Can you afford to lose your business or shut down for weeks (or months) to recover from a major disaster like a hurricane? If a hurricane were to bear down right now, how do you think your business, both the physical and human elements of it, would hold up? If you’ve never given it much thought, now is the time to do so.
Hurricane season typically runs from June through November, and the potential for a hurricane strike in the U.S. encompasses a huge portion of the country — from southern Texas, all the way up to New England. Needless to say, if your business is located along that stretch, you need to have a plan.
While you’ll likely have safety kits, sand bags, and boards for your windows on standby, business owners will need to give a potential hurricane some deeper thought. You’ll need to have your ducks in a row for when the storm hits, so you can act carefully and quickly if need be.
Aside from the very basics, here are five things business owners can’t forget when preparing for hurricane season.
As simple as it sounds, many business owners overlook their insurance needs. While it’s a must for most entrepreneurs and small businesses, you’ll want to make absolutely sure that you’re covered in the event of a hurricane. Insurance companies will use every trick in the book to deny a claim, so have a legal expert or consultant look over your insurance plan to make sure it’s water-tight.
Insurance companies are businesses, after all, and they’re trying to make money. That doesn’t happen through large-scale payouts.

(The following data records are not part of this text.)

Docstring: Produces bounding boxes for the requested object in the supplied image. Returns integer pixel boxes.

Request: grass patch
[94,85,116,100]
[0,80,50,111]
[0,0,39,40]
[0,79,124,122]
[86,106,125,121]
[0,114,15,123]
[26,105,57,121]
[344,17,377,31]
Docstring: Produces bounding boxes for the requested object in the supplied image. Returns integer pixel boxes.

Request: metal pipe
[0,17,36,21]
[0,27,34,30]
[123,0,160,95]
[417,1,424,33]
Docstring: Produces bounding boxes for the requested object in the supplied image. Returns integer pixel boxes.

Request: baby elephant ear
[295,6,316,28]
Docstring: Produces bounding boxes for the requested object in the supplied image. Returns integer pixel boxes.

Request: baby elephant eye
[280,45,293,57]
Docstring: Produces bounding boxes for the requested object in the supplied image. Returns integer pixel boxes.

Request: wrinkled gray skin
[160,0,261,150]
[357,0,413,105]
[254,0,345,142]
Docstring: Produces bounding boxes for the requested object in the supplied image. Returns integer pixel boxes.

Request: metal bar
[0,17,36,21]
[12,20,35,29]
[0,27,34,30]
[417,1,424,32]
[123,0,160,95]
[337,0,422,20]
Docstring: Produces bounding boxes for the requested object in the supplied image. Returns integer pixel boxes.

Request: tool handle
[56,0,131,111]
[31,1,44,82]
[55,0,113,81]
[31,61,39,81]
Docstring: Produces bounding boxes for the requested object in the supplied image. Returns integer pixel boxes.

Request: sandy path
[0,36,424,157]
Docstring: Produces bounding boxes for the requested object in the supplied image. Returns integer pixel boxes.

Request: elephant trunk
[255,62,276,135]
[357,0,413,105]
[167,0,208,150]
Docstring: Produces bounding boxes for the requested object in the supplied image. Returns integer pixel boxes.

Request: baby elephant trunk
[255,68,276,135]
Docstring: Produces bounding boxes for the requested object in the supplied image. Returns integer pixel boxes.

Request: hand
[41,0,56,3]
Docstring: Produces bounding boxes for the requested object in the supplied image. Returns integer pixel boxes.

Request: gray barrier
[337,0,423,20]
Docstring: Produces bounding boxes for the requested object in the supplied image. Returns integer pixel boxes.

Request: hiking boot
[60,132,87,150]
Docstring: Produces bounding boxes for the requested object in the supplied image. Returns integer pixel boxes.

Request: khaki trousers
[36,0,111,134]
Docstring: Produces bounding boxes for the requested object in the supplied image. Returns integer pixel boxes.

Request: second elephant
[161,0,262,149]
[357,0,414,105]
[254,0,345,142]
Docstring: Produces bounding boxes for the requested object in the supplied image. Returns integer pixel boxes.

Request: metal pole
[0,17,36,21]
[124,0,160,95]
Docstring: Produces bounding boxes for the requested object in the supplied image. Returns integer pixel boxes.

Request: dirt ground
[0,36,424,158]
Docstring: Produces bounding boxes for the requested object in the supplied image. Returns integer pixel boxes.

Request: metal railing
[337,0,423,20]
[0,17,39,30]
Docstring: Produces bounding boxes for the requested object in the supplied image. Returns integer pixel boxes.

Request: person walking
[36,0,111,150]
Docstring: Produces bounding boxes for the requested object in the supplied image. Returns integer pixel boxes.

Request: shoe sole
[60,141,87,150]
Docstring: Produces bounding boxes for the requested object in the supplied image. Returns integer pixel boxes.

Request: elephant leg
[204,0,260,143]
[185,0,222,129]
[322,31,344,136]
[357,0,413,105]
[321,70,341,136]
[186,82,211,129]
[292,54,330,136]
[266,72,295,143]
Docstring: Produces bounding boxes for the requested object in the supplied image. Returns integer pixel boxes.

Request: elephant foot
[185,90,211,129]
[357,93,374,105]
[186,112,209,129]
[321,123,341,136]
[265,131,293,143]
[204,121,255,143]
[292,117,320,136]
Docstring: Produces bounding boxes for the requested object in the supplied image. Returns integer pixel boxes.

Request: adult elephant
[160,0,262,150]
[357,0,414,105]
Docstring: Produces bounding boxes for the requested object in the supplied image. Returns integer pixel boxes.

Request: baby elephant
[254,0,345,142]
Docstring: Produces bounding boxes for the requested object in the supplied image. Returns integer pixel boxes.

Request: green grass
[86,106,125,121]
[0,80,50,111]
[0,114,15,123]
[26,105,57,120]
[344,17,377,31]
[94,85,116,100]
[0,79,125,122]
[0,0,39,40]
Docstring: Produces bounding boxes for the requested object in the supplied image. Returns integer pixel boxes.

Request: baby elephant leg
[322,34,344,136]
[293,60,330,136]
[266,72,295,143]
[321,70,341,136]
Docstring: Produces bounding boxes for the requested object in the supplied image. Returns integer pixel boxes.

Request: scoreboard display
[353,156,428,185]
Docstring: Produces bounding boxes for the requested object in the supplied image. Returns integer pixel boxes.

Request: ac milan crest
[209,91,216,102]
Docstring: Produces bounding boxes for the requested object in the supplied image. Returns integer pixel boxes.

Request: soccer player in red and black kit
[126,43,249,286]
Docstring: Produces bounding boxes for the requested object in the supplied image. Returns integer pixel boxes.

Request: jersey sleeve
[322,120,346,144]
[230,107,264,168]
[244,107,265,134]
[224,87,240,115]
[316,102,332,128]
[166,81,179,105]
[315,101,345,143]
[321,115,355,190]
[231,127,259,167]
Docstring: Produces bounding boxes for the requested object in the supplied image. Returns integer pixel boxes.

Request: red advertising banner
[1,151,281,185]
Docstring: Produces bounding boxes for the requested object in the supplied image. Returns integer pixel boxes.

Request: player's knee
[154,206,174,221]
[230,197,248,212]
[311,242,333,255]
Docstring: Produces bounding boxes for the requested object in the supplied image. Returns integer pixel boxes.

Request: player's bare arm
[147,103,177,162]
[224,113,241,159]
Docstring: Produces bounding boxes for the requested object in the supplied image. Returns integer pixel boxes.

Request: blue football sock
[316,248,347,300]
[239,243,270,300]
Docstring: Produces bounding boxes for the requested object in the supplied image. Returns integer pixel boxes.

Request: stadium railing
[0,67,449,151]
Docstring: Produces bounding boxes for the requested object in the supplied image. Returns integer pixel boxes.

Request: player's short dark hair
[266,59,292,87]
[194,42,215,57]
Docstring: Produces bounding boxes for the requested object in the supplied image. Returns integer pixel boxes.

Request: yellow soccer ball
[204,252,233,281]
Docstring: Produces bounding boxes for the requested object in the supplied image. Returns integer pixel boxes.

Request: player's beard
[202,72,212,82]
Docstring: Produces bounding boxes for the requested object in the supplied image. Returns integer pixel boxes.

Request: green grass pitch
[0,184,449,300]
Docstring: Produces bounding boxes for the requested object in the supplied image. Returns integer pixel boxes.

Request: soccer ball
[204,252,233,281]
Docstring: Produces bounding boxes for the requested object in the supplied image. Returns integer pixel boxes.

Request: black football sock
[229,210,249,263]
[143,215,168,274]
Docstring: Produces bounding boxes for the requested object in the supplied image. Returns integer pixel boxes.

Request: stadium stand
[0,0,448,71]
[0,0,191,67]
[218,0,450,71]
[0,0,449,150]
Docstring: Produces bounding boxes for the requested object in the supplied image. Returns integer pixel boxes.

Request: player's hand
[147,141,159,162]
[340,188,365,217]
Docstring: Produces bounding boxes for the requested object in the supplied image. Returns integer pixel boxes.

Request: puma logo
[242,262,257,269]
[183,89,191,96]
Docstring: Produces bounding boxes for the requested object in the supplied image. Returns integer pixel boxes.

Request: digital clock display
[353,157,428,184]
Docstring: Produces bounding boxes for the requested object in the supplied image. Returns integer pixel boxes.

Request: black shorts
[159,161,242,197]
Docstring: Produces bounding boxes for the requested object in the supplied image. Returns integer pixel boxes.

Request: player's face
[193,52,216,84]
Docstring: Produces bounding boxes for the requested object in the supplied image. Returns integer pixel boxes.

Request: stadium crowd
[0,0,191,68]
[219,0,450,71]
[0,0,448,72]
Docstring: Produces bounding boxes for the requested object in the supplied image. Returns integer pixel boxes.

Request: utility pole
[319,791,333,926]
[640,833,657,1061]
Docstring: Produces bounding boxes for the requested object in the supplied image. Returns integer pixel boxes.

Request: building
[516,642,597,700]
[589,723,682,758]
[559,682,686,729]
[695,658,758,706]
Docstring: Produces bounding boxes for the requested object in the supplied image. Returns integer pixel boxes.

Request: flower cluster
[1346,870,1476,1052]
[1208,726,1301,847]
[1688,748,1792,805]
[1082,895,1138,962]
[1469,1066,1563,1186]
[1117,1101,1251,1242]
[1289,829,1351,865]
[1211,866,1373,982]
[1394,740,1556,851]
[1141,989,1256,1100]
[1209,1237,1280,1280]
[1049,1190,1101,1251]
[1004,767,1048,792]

2. Safety plans and evacuation routes
Remember that it’s not just your physical storefront or business location that can be endangered by an encroaching hurricane — you have people you need to be concerned with as well. That includes you, as well as your employees and any customers that may find themselves in or around your business when disaster strikes. Have safety plans in place, and rehearse what to do in the event of an emergency. Plan evacuation routes, and know where to go, and where to meet up if things go south.
3. Critical systems
Certain businesses require their inventory or machinery to be constantly powered. If a hurricane takes out the local power grid, do you have a backup plan? Take stock of what utilities you’ll need, and take measures to ensure you have your critical systems in order. That may mean generators for power or additional fresh water supplies. The last thing you’ll want, after a hurricane, is to come back to a location filled with destroyed or rotten inventory.
4. Business contacts
A hurricane can cause all manner of confusion and chaos. Even if your business isn’t affected by the storm, the other businesses you depend on might. Have phone numbers and emergency contacts for your suppliers and customers, especially those that are the most important to your business. If you sell food, and the trucks can’t get to your store, you’re going to need to know about it. Make a contact list, and keep it handy.
5. Someone to call
Last but not least, if you do find yourself in an ugly situation during hurricane season, you’re going to want to know who you can turn to, or who to call. Of course, that includes your insurance company, customers, and suppliers, but you’ll need to get your business back up and running in a hurry. Any clean up, restoration, etc. should be handled by the pros. Find a reputable company before hand, that you know and trust can handle your situation.